Buffett: Pension Assumptions Out of This World

August 8, 2002 (PLANSPONSOR.com) - Billionaire investor Warren Buffett thinks corporate managements got swept up in the exuberant late 1990s bull market, leading them to forecast gains on pension plans that were too high.

But that’s going to change, said Buffett, often called the “Oracle of Omaha” for his stock-picking prowess and Nebraska offices.

Buffett has objected to companies booking overly lofty expected returns on pension plans only to slash numbers when stock markets failed to deliver.

“Managements, like the American public, have been adjusting their expectations,” Buffett told Reuters. “When people look at what is the situation in the investment world, they’ll realize that like everyone else in the world, they got a little carried away with the possibilities in the investment markets a few years ago in terms of setting assumptions.”

The way companies account for pensions is under discussion.

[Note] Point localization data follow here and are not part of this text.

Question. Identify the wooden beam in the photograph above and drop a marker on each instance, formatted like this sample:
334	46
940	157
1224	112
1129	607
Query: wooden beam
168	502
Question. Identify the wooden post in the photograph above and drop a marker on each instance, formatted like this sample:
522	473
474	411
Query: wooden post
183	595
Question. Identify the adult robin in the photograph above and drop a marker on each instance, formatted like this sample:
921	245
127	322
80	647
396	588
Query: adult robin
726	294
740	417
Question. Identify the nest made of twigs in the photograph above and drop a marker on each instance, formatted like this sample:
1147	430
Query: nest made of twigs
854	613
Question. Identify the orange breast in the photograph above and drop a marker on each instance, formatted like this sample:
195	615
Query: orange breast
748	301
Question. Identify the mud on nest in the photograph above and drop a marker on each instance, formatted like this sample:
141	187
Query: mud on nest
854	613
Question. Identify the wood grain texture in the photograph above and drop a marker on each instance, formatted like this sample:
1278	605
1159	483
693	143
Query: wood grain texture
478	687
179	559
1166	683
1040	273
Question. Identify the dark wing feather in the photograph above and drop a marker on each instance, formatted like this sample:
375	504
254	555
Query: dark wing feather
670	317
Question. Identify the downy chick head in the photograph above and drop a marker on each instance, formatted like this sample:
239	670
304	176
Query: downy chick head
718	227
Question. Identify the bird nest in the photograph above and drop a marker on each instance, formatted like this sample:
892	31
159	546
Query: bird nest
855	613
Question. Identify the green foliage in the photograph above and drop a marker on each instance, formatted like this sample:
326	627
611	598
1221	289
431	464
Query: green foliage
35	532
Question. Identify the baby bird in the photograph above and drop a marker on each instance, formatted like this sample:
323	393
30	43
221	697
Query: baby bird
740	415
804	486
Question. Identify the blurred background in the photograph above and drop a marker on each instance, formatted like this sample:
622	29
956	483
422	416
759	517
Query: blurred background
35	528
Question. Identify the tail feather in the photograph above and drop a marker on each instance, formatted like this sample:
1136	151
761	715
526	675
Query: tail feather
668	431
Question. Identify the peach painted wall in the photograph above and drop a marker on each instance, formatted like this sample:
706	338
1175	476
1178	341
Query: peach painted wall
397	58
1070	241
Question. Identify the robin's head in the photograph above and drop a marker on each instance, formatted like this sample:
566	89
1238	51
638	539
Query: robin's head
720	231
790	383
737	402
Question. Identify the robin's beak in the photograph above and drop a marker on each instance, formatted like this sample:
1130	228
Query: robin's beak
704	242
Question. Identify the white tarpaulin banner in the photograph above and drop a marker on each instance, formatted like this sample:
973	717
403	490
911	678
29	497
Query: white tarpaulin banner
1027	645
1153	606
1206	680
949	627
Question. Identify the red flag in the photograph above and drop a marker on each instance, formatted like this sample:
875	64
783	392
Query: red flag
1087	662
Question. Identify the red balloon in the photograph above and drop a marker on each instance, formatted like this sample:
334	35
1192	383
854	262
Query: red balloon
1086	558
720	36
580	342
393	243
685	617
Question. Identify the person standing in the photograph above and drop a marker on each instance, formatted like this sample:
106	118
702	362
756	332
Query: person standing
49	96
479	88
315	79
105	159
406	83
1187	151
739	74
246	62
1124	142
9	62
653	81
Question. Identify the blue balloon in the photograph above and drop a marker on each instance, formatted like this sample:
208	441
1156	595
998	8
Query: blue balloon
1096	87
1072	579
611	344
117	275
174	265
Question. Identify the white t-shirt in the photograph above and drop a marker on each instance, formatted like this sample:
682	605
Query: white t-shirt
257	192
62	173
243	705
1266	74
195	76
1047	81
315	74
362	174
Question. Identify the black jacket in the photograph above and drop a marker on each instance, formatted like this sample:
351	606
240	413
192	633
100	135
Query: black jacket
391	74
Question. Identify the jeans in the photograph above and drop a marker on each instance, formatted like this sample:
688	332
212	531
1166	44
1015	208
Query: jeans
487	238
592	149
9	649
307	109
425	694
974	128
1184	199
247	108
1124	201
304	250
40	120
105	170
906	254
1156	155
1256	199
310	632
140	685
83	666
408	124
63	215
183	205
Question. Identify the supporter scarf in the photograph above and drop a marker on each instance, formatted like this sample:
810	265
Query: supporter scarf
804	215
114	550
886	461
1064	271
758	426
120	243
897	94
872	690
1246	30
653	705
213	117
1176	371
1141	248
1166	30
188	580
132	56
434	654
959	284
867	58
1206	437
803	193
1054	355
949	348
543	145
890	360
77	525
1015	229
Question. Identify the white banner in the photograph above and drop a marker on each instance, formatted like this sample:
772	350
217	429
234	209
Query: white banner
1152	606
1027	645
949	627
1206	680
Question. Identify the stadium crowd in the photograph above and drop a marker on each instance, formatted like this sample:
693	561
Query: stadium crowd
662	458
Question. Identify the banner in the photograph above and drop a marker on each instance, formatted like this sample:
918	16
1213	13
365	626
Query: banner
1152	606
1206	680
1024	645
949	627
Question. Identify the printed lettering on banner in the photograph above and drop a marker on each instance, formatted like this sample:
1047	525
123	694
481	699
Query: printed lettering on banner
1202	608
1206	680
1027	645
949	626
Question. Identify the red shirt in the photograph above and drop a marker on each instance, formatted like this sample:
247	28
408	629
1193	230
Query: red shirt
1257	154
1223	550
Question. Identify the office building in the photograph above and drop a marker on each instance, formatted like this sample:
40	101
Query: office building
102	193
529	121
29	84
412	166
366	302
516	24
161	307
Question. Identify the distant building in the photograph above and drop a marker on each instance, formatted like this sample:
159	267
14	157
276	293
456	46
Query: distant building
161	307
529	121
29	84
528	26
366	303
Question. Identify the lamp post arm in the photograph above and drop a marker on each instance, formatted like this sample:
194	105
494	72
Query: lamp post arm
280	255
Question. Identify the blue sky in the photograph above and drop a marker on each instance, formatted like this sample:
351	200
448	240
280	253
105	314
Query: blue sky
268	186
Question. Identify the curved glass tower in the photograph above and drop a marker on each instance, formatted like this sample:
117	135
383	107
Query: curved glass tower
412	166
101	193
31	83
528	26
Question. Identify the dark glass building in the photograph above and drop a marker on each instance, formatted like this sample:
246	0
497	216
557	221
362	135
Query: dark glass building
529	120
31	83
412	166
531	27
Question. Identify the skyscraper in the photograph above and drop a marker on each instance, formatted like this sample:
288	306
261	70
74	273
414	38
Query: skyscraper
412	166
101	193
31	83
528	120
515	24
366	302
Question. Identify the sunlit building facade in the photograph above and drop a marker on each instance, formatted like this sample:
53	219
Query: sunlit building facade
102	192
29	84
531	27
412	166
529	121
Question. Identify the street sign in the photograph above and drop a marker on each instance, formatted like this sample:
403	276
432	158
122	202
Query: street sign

Companies make assumptions about what kinds of returns their pension funds will make, reflecting an average long-term return. This lets companies smooth out pension fund returns over the long term, but Buffett thinks many of their assumptions are overly optimistic.

Current Assumptions Up to 11%

“I think there will be some changes in that,” Buffett said. In July, Buffett wrote in a letter published in the New York Times that companies in the Standard & Poor’s 500 index are assuming investment rate returns as high as 11%.

At top US company General Electric Co. for example, pension income contributed more than $1.48 billion to pre-tax earnings. But that contribution is expected to be more than halved this year on increased healthcare costs and lower expected returns, GE said in its 2001 annual report.

Standard & Poor’s in fact recalculated GE’s 2001 reported operating earnings of $1.42 a share last year to strip out 19 cents of pension gains, 4 cents for the cost of stock options grants and 6 cents for gains from asset sales.

Defense company Northrop Grumman Corp. already reports quarterly earnings two ways: before and after its pension fund income.